Fourier Transform and Wave Function

[atomicpedals]

Homework Statement

a) Find the normalization constant N for the Gaussian wave packet $\psi (x) = N e^{\frac{-(x-x_{0})^{2}}{2K^{2}}}$. b) Find the Fourier Transform and verify it is normalized.

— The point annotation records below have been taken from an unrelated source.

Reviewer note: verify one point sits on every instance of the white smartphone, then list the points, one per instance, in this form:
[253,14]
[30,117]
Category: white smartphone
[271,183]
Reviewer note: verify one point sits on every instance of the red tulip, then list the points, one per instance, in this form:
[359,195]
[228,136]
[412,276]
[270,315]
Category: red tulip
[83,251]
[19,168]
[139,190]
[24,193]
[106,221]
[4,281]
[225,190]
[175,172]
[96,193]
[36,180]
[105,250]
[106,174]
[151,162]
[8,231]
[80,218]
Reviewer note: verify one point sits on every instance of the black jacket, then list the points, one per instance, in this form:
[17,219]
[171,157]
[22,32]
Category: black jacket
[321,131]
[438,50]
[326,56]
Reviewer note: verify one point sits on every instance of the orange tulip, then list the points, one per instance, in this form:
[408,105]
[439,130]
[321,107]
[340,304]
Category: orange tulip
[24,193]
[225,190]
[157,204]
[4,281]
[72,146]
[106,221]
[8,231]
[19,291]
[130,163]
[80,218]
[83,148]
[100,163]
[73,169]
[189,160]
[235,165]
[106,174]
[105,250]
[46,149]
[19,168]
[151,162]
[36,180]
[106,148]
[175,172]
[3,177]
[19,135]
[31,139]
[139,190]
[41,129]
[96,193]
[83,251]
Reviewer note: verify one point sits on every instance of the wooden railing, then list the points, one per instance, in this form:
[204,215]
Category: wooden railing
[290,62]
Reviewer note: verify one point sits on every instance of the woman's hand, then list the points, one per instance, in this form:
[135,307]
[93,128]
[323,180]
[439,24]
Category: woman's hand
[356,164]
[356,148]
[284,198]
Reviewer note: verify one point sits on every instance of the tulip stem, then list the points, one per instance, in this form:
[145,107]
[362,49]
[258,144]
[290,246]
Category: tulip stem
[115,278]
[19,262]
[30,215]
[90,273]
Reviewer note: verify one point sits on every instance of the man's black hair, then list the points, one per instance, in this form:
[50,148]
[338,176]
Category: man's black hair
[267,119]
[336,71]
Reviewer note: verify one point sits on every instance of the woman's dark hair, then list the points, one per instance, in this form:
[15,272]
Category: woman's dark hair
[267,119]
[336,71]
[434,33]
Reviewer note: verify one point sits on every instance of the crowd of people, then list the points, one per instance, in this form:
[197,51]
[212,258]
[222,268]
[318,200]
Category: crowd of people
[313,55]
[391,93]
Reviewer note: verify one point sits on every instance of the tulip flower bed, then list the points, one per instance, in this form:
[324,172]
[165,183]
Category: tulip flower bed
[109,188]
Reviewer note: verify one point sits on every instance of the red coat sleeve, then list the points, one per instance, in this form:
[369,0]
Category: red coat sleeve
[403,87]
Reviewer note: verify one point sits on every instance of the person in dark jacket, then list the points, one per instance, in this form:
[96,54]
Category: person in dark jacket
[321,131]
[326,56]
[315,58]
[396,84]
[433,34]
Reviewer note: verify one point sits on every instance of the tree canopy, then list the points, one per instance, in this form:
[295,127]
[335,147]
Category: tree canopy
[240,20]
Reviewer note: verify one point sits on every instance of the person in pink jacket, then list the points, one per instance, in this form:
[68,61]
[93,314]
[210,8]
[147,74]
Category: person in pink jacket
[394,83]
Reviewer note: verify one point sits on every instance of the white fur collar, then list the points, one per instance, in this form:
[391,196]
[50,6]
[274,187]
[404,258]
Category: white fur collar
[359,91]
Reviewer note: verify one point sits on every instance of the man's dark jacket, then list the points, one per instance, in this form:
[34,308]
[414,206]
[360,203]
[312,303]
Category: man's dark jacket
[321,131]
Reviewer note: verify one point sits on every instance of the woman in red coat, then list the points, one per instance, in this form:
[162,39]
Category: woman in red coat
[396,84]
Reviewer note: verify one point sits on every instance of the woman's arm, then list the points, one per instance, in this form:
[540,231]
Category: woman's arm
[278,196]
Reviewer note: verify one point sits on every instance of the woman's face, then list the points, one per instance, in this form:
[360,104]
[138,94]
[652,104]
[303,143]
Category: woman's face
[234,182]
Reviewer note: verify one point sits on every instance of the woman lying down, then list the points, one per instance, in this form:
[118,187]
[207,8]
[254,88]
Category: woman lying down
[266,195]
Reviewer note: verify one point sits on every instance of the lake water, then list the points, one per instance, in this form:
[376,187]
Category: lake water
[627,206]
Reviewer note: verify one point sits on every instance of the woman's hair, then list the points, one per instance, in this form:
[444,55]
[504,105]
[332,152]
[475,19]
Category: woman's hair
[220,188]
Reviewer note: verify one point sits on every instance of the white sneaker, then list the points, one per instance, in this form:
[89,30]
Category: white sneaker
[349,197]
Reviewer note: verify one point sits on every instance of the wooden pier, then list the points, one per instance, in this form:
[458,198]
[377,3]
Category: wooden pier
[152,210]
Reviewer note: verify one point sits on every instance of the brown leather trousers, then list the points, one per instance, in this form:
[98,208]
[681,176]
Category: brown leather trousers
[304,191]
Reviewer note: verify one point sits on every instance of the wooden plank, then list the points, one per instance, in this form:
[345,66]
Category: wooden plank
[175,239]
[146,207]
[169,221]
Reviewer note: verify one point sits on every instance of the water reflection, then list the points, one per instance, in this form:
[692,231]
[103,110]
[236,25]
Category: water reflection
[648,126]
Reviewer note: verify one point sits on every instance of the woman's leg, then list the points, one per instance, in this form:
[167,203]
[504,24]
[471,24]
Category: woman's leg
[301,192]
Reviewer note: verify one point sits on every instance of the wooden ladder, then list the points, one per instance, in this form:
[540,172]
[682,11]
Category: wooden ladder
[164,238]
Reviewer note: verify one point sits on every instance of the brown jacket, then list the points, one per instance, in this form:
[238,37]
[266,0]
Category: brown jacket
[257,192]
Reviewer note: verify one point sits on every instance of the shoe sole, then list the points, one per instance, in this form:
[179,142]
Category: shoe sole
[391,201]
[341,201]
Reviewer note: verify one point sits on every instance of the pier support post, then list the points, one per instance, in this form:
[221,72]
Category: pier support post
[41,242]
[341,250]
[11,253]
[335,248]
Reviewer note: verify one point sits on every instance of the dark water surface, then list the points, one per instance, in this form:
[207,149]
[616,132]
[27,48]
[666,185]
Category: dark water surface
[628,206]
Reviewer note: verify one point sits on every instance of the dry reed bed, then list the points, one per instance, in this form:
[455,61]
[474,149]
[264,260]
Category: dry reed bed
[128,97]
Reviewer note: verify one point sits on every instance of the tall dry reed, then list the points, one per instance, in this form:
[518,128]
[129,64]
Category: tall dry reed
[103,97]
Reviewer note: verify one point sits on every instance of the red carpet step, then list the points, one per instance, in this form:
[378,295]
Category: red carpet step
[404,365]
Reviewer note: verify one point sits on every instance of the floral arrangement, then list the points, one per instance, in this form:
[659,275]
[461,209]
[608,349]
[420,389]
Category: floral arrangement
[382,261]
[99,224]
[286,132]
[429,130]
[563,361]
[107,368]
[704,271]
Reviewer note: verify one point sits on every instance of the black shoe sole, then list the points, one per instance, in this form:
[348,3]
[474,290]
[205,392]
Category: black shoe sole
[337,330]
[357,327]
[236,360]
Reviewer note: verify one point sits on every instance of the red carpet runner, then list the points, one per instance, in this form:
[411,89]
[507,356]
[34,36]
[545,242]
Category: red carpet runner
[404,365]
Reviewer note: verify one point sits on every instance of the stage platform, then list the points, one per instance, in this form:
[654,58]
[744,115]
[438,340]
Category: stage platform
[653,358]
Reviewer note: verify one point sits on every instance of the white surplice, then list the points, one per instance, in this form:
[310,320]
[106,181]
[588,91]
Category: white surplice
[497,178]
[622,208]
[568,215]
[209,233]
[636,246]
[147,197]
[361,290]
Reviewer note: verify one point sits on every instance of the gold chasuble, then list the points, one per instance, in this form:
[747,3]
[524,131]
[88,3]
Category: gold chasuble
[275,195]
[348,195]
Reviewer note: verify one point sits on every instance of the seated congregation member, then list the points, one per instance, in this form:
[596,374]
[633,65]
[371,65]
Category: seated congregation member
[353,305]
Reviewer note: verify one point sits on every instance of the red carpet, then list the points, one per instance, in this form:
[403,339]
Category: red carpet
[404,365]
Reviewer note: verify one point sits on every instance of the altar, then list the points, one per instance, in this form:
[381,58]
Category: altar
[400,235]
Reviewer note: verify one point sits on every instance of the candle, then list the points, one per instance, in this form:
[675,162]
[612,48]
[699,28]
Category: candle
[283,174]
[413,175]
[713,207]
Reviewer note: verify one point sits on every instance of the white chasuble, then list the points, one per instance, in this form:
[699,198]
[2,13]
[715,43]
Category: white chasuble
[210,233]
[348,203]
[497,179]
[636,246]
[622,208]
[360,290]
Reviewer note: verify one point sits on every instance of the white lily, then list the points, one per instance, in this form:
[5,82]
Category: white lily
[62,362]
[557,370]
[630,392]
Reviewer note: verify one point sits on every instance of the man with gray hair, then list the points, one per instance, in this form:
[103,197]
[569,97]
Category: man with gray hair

2. The attempt at a solution

a) I think I've got
$$\psi (x) = N e^{\frac{-(x-x_{0})^{2}}{2K^{2}}}$$
$$\int |N e^{\frac{-(x-x_{0})^{2}}{2K^{2}}}|^{2}dx = 1$$
$$N^{2}=\frac{1}{\sqrt{\pi}K}$$
$$N = \frac{1}{\pi^{1/4}\sqrt K}$$
b) This is where the trouble starts...
$$\psi (x) = \frac{1}{\pi^{1/4}\sqrt K} e^{\frac{-(x-x_{0})^{2}}{2K^{2}}}$$
$$F(\omega)=\frac{1}{\sqrt{2\pi}} \int \frac{1}{\pi^{1/4}\sqrt K} e^{\frac{-(x-x_{0})^{2}}{2K^{2}}} e^{i \omega x}dx$$
I think I can pull the normalization constant out of the integrand and get
$$F(\omega)=\frac{1}{\sqrt{2\pi}}\frac{1}{\pi^{1/4}\sqrt K} \int e^{\frac{-(x-x_{0})^{2}}{2K^{2}}} e^{i \omega x}dx$$
And the exponents should combine (here I'm not so sure)
$$F(\omega)=\frac{1}{\sqrt{2\pi}}\frac{1}{\pi^{1/4}\sqrt K} \int e^{\frac{-(x-x_{0})^{2}}{2K^{2}}+i \omega x}dx$$
Assuming I've not gone horribly wrong earlier, evaluation of this integral stumps me. Any help and suggestions are much appreciated.

 

[atomicpedals]

If I crank through it, I think the result is

$$F(\omega)=\frac{1}{\pi^{1/4}\sqrt{1/K^{}2}\sqrt K}e^{\frac{-K^{2}k{2}}{2}+i x_{0} \omega}$$

 

[vela]

There should be an $\omega^2$ somewhere in the exponent. Your answer seems to have other typos as well. It would help to see what you actually did, but I think you have it under control.